The adoption of the 5.56mm AR-15 type rifle for US Air Force use and limited US Army use in the early 1960s stimulated the interest of industry in developing other weapons in this caliber for military use. On 17 December 1964, the Chief of Staff of the Army directed a review and evaluation of Small Arms Weapons Systems (SAWS) either in being, or feasible for adoption within the time frame 1967-80. This evaluation included the existing standard system of small arms in the US Army: M14, M14E2, M60, and XMI6E1. The objective of this program was to develop data upon which to base a program for replenishment of stocks of small arms as the inventory drops below requirements, and/or replacement of current small arms with weapons of demonstrated superiority.
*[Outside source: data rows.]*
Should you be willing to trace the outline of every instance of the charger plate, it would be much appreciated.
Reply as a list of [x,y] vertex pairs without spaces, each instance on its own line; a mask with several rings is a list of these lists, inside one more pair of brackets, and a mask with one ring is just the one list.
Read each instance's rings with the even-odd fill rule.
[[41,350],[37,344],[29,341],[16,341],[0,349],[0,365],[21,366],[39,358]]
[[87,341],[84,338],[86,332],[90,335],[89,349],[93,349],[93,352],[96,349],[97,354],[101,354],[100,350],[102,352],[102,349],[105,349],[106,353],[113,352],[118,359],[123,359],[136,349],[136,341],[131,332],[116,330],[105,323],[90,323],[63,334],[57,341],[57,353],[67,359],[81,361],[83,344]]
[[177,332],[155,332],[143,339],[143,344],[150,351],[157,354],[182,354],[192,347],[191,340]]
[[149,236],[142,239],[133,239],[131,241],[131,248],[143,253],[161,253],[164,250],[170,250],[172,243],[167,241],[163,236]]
The tests proved inconclusive, showing deficiencies with regards to US Army requirements in all the tested systems.

Although opposed by the US Army Ordnance Corps, which had developed the M14, the XM16E1 was formally type designated standard and adopted as the 5.56mm M16A1 rifle in 1965 and by 1966 it had become the military's basic service rifle. New production weapons without the forward assist, purchased by the US Air Force and US Navy, were to be designated M16. By 1966 it was in widespread use in Vietnam, with priority for the rifle going to units deploying to southeast Asia. Units in Europe and the United States retained the M14, or in some cases even reissued the M1 Garand for a period thereafter.

The M16 and M16A1 used a 5.56mm (.223 caliber) cartridge in 20- or later 30-round magazines. To compensate for the reduced size of the 5.56mm bullet, the AR-15 designers had increased the velocity of the bullet so that it would have an adequate range and the flat trajectory needed for accurate aiming. The bullet had a muzzle velocity (velocity on leaving the barrel of the gun) of 980 meters per second as compared to 870 meters per second for the M14 rifle and 720 meters per second for the Soviet AK-47 rifle. At a range of 100 meters the velocities of the 3 bullets were 830, 800, and 630 meters per second respectively.

The M16 was called the "black rifle" and "Mattel toy" thanks to its appearance and construction. Suggestions that any part of the weapon was ever made by the Mattel toy company, however, have no basis in fact. Troops liked the light weight, but complained about insufficient range, lethality, and in some cases durability. While the M16 had been marketed as virtually "maintenance free," poor maintenance instructions (or even no instructions), a complete lack of cleaning kits initially, and jungle climate together with the direct gas system caused trouble. Its high rates of fire in the jungle environment had a larger impact on increasing American morale than on actually inflicting enemy casualties.

The move to high-velocity 5.56mm was also subsequently adopted by the Israelis, the Soviets, and NATO allies. By 1978 the rifle had been exported to 21 countries and was being produced under licence in another three, with various other 5.56 mm rifles in production elsewhere.